Этих вопросы буквально разрывали голову Зины. И ни на один из них у нее не было ответа. Мало того — вопросы множились. Внезапно она подумала: а вдруг это просто фантастический сон. Может, просто нужно ущипнуть себя, облить холодной водой, громко крикнуть, так, как кричали в средневековье: «Изыди, Сатана!» — и всё?

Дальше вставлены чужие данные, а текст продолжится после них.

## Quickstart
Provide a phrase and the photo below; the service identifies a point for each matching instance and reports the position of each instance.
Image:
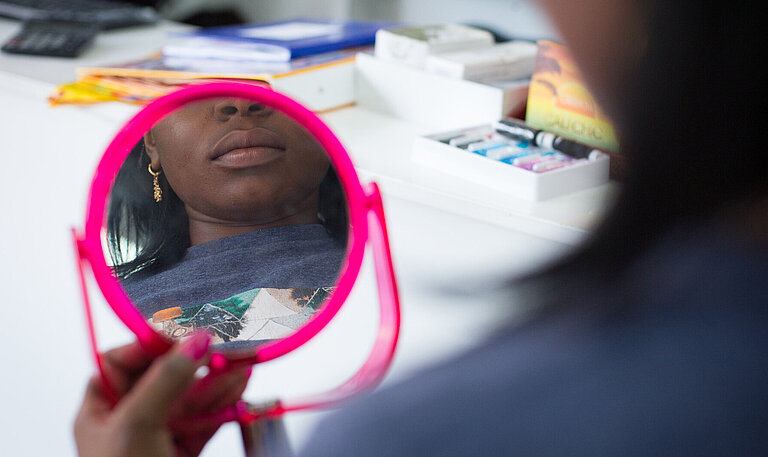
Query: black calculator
(52, 38)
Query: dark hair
(157, 234)
(688, 123)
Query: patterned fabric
(254, 316)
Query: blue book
(276, 41)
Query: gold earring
(158, 193)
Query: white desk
(441, 234)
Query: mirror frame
(91, 246)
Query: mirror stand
(265, 437)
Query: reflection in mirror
(227, 216)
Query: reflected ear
(150, 147)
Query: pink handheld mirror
(232, 208)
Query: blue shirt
(683, 370)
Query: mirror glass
(227, 216)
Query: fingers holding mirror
(228, 216)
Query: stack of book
(308, 59)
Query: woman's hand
(155, 392)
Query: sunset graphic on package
(559, 102)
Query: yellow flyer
(559, 102)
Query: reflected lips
(248, 148)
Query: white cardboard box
(430, 151)
(411, 45)
(504, 61)
(432, 100)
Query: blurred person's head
(681, 81)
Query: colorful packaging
(559, 102)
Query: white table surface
(449, 239)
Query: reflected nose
(234, 107)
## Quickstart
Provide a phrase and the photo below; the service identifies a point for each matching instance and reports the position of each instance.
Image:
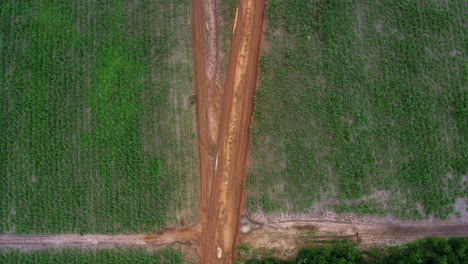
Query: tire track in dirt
(233, 145)
(223, 138)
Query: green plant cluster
(357, 98)
(430, 250)
(124, 256)
(88, 125)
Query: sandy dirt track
(287, 236)
(223, 113)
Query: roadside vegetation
(124, 256)
(430, 250)
(362, 108)
(95, 117)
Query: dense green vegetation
(431, 250)
(362, 107)
(95, 117)
(166, 256)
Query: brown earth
(223, 117)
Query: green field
(95, 117)
(362, 108)
(428, 250)
(65, 256)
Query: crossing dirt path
(223, 118)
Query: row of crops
(95, 119)
(363, 108)
(124, 256)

Зина тихонько пробралась в ванную, умылась ледяной водой. И тщательно стерла кровь убитого врача с рук, почти до ран натирая кожу кусочком пемзы. Но ничего не прошло. Все оставалось по-прежнему. Ни холодная вода, ни боль саднящей кожи не помогли.
Зину страшно мучила мысль, что она стала свидетельницей убийства. Ведь патологоанатом был застрелен буквально на ее глазах. Но пойти в милицию и заявить об убийстве она не могла. Как она объяснила бы, что делала в три часа ночи в таком глухом месте, как полузаброшенный переулок Слободки? Оставалось затаиться и молчать. Зине было очень страшно.
Начало светать. Нужно было собираться на работу. Кое-как позавтракав (к счастью, по утрам обитатели квартиры были сонными и злыми и не вступали в разговоры), она переоделась и вышла из дома, прихватив с собой шприц, найденный в больнице.